Una última reflexión tiene que ver con la negativa de las FARC a la pena privativa de la libertad de sus miembros. Habrá que hacer un profundo debate nacional en torno a la necesidad y los fines de la pena en relación con sujetos políticos, no como facinerosos, narcotraficantes, sujetos desviados o terroristas, y no me refiero exclusivamente a los miembros de las FARC, sino a todos los máximos responsables del CAI.

Será necesario establecer un conjunto de penas principales y accesorias más allá de la pérdida de la libertad, que tenga en cuenta variables como la condición personal de los autores, la función que cumplió en el conflicto, los intereses y motivaciones, entre otras, y un conjunto de limitaciones como la participación política, el ejercicio de la profesión u oficio, el acceso a la propiedad, la participación en directivas, juntas u otros tipos de organización social, entre diversas posibilidades, así como a acciones simbólicas en aquellos casos en que las víctimas o victimarios pertenecen por ejemplo a comunidades indígenas.

Sería deseable que en los juicios ante el Tribunal Ad Hoc las víctimas tengan la mayor participación posible, incluso en audiencias de imposición de penas que impliquen un ejercicio de reparación, perdón y reconciliación.
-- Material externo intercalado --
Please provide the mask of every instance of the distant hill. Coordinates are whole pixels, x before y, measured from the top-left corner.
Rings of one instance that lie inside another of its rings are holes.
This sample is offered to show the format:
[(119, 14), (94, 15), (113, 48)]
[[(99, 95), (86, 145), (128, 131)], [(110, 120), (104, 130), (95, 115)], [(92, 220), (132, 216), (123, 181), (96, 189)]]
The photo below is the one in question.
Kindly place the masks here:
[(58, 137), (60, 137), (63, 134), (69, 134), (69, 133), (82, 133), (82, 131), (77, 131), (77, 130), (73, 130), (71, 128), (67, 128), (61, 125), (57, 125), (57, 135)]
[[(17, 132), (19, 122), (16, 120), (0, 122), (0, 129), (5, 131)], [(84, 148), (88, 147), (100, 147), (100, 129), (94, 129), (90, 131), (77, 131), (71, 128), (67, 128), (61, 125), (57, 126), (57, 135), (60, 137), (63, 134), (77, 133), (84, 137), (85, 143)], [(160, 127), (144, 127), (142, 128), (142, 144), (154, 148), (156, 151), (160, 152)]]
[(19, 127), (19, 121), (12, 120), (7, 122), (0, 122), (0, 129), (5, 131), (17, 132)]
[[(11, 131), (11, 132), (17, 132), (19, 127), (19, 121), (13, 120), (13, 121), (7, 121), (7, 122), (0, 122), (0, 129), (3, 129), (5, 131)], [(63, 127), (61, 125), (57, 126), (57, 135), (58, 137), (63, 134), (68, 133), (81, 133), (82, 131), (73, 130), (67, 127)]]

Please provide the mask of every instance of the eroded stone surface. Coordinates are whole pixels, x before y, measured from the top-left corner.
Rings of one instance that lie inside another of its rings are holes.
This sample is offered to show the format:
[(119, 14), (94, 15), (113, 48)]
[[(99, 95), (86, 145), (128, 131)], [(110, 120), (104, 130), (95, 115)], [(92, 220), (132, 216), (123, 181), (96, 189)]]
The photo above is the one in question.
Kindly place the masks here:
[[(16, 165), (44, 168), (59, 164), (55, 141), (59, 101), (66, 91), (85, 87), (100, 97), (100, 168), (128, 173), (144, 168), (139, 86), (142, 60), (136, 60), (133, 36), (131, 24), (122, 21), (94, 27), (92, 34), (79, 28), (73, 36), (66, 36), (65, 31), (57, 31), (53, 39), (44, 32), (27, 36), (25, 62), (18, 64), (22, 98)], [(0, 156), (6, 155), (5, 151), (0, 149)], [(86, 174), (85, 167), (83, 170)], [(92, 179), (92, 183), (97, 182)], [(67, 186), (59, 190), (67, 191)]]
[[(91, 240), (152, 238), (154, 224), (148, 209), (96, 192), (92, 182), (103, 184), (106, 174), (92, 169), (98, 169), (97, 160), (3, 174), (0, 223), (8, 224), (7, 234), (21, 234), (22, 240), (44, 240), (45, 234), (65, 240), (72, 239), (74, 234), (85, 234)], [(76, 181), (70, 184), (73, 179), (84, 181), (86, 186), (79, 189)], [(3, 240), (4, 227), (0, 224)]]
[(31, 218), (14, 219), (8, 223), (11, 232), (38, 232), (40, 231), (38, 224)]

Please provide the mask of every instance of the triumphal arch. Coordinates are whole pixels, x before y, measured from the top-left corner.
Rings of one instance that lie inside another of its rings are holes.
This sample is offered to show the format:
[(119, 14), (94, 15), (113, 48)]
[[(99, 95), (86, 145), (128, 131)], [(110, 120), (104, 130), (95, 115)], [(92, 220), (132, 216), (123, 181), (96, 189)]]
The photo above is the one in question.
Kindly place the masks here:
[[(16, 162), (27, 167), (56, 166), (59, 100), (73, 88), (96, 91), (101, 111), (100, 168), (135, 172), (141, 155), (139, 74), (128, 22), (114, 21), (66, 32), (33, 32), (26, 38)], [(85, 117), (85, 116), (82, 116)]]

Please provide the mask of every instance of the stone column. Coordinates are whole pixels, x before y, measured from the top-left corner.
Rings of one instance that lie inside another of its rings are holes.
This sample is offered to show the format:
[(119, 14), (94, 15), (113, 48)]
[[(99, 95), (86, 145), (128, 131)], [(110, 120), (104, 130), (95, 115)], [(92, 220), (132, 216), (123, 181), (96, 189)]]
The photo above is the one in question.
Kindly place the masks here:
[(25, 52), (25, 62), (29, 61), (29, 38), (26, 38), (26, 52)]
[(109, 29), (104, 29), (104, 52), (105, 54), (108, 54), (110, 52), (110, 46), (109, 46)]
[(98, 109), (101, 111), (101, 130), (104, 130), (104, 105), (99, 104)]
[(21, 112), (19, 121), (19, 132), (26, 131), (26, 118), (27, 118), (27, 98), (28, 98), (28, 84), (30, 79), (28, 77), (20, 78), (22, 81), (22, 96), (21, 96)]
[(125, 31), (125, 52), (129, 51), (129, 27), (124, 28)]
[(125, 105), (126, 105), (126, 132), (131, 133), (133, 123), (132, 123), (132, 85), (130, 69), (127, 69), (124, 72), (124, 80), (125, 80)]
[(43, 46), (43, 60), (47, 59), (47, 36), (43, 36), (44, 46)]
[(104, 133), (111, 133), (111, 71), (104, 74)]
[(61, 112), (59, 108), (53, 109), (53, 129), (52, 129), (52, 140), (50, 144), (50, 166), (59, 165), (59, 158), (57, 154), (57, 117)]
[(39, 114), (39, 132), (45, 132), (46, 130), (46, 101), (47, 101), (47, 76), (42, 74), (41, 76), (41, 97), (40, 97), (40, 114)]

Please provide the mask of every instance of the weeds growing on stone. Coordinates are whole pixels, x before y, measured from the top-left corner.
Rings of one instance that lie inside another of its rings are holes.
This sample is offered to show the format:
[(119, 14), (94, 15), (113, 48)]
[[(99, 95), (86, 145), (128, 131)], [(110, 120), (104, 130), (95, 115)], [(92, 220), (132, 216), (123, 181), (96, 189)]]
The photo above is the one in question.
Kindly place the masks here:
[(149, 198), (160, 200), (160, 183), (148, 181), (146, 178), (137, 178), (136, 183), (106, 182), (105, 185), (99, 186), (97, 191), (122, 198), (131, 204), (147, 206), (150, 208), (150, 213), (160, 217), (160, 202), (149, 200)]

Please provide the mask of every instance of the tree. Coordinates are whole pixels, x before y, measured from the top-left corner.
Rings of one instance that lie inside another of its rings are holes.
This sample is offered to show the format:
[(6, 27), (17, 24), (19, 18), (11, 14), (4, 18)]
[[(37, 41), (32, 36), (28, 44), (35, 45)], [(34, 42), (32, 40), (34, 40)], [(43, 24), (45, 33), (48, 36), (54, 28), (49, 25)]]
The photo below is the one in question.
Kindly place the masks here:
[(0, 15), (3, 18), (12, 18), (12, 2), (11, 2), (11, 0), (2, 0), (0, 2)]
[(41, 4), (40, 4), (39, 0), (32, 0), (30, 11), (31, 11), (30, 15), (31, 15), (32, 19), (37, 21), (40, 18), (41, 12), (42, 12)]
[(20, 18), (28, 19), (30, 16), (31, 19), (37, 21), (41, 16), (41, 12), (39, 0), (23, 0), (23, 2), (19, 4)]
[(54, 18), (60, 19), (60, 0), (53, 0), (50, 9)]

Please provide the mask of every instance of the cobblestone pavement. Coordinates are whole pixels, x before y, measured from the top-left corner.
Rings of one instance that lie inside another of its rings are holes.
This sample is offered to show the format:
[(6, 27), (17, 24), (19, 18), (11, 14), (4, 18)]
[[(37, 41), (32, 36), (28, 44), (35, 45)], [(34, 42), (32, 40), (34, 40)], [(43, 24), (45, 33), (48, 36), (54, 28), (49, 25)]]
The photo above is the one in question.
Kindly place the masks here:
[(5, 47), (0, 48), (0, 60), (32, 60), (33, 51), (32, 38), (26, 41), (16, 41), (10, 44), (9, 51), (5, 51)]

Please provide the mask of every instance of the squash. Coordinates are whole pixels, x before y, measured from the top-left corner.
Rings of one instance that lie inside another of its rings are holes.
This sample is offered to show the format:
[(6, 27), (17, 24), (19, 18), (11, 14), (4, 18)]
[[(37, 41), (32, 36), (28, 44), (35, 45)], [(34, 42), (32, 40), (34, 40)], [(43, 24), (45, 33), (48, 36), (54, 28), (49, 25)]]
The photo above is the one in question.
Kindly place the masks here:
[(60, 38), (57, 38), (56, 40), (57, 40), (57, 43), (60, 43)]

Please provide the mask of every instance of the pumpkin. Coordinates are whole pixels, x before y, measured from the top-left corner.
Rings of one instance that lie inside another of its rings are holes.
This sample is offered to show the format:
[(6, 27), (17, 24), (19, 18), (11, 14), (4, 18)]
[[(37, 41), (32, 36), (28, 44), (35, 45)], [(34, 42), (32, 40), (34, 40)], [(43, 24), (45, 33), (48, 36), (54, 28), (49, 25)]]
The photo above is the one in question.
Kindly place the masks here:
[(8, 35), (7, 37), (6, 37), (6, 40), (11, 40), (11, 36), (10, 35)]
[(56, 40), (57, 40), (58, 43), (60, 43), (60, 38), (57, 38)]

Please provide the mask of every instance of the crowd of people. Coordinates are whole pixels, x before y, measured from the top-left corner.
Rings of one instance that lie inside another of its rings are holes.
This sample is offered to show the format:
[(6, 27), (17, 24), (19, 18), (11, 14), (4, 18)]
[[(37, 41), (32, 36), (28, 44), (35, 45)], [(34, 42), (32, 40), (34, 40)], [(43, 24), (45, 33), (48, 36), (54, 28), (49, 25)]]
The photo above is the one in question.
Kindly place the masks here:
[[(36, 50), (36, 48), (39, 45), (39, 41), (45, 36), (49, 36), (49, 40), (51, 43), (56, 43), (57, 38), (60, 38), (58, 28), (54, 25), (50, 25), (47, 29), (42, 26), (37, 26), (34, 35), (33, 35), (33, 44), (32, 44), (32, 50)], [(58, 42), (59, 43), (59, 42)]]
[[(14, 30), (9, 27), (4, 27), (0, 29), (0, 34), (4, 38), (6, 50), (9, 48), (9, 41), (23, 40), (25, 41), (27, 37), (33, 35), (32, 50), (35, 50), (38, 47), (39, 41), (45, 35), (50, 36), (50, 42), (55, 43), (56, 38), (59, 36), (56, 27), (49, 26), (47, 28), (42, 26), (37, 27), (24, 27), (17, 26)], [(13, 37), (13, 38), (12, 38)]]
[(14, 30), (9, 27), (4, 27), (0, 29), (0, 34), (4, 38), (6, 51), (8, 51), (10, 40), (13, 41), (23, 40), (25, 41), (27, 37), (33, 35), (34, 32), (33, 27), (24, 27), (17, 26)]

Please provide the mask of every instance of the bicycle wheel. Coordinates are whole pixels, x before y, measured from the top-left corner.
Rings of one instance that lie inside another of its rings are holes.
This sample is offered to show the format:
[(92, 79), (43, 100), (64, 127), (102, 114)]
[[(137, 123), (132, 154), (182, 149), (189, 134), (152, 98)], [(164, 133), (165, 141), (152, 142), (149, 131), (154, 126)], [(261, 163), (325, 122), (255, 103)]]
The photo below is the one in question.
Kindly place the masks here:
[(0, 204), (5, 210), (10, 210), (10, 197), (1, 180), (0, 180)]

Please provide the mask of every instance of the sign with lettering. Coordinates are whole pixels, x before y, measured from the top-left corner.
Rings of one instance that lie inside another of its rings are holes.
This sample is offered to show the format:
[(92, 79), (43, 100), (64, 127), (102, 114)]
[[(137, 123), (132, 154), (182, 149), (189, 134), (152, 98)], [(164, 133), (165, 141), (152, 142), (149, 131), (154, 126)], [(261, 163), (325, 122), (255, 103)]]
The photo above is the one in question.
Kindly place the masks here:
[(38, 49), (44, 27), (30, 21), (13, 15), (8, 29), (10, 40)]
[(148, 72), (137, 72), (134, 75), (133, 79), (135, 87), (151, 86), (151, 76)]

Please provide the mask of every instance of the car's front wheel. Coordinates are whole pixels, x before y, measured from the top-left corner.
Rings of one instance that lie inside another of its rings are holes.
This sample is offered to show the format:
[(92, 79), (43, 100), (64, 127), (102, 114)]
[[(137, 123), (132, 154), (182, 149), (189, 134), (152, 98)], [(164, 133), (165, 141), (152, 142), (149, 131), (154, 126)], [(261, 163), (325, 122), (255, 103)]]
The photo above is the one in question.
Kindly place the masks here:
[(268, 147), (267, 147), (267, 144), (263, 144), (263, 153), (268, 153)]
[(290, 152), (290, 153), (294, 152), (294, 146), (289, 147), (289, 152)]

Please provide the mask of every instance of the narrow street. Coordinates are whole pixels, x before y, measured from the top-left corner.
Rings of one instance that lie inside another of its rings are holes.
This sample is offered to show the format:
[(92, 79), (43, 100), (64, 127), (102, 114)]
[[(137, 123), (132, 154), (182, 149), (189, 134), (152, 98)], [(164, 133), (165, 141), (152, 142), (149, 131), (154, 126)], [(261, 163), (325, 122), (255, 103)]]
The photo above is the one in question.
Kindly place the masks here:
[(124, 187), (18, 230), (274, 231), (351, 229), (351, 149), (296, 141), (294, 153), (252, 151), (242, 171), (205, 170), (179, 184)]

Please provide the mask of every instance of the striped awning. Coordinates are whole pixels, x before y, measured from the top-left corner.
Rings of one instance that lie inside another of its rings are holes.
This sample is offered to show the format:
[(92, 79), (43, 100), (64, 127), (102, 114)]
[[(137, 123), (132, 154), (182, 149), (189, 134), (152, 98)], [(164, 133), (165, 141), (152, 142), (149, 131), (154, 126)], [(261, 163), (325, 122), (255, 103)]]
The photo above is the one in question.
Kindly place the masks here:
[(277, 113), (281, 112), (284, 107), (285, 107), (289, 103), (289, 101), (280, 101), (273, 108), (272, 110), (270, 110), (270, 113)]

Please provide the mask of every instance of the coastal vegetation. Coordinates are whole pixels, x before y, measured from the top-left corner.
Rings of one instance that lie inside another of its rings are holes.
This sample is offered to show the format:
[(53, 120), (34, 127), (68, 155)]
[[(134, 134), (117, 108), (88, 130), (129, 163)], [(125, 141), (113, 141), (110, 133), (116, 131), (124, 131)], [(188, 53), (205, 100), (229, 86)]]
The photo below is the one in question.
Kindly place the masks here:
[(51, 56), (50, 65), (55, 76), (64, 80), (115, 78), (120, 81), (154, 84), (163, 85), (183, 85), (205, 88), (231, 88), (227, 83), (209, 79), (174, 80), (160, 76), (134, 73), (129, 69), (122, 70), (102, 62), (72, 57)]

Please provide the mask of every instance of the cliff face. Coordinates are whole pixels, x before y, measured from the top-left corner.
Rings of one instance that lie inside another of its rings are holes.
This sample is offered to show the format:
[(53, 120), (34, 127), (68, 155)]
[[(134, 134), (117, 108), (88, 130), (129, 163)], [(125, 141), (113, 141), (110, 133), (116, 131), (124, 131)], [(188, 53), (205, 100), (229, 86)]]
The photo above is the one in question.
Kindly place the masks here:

Finalmente, no se trata de un ejercicio de venganza sino de acciones que impliquen la no repetición, con un juicio profundo de responsabilidad política, con una mirada en clave de memoria histórica que cierre los ciclos de violencia de una vez por todas, con un conjunto de garantías judiciales acorde con las normas internacionales, sin un espíritu de humillación y sobre la plena dignidad de las víctimas y los victimarios.

* Consultor independiente. Exasesor de la Vicepresidencia de la República y la Embajada de Estados Unidos en Colombia.